CK: Certainly Rogers, Douglas, Holden and Crowley could be dropped into the four leads of Guys and Dolls effortlessly. I do want to talk about Crowley’s performance—which won her the now sadly defunct Golden Globe for Best New Star. Crowley eventually turned into something of a personality actress herself, but there’s a certain slyness to her acting here that really worked for me. She suggests the hungry brashness of a conniving aspiring actress in the early scenes, and she’s not afraid to push her characterization right to the line of being annoying and tiresome. But she also conveys the humanity of her character at the end, showing that she truly does love Stanley—and that she really is the right girl for his show. More so than Rogers, who is at her least convincing in the one scene that requires her to push for emotional depth, Crowley really nails the feeling beneath the facade.
DF: Seeing Crowley’s name was another throat-lump moment for me. More than a decade after Forever Female, she would win enduring fame (from me, at least) as the mother and Jean Kerr doppelganger in the sitcom version of Please Don’t Eat the Daisies. I was around 10 years old at the time, and I adored the show and adored Crowley especially. Seeing her here so young was very touching… and also a bit disorienting. I agree that she’s radiant near the end, but I find her very arch and hoydenish (a word I never thought I’d write, but there you are) in the early scenes. I think a lot of it isn’t her fault, but lies in the screenplay by Julius J. and Philip Epstein (based on a play I don’t know at all—Rosalind, by J. M. Barrie), which wants the character to be many different and logically incompatible things. One minute, she’s scheming; the next endearing; the next, pushy and gauche. I’m not sure anyone could make it work, and I think it’s one of the areas where Forever Female loses momentum.
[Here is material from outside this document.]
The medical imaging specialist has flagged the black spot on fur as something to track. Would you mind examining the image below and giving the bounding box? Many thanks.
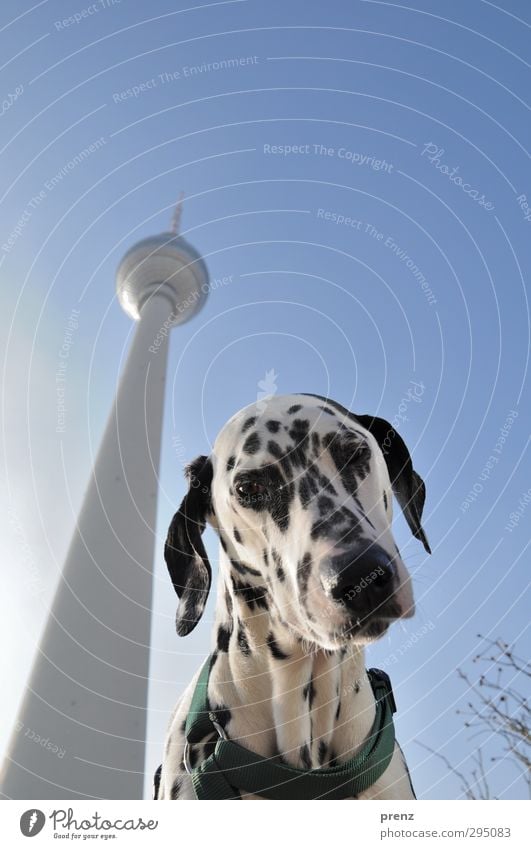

CK: I do agree that the extended burlesque of her character is where the film goes off the rails, but to me, Crowley does more than enough to make up for it with her performance. Yes, hoydenish is an entirely appropriate word at some moments, but that affect is not necessarily out of place here. The film also loses steam long before it ends, largely because the denouement is so predictable—Beatrice Page, holding onto her last ember of youth, cedes both the part and the man to the next bright young thing. And…she takes the role of the mother! Time is a cruel mistress after all. It’s worth noting that after the film proper ends, a portrait of Pat Crowley is displayed, along with the text “Future Paramount Star.” I found this charming. It’s a reminder, not unlike the film itself, of how things were in this era.
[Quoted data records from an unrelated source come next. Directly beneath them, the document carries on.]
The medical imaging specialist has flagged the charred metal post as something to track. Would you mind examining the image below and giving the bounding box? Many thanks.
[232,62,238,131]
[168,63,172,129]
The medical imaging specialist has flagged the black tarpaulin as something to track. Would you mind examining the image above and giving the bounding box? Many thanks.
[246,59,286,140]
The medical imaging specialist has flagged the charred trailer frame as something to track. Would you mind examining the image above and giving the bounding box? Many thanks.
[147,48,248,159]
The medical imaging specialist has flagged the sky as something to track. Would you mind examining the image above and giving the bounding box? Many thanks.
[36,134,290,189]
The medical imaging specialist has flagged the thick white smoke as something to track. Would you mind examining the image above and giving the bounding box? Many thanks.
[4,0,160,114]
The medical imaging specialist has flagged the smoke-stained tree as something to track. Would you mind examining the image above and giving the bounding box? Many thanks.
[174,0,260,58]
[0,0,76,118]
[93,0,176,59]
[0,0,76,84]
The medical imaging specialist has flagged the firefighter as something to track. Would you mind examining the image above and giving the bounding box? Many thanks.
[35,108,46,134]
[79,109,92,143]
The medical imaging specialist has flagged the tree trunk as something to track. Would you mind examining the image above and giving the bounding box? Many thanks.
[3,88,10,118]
DF: Literally, from my notes: “A sentimental and implausibly selfless ending sadly drains the movie of some of its energetic fun.” As for Crowley, I too noted the final frame, which struck me as oddly ironic. Her career certainly didn’t play out that way. She had some decent secondary roles in films, but her enduring fame would come in television. In that sense, she’s more like Miss Caswell than Eve Harrington. But of course, there’s nothing wrong with that—and if Forever Female is not a second All About Eve, at its best, it’s a delicious treat in its own way.
CK: Speaking of Miss Caswells, we’ll next be considering Stage Struck, a largely forgotten remake of the early Katharine Hepburn success Morning Glory. Susan Strasberg was clearly no Kate Hepburn, but we’ll see if she’s even Pat Crowley.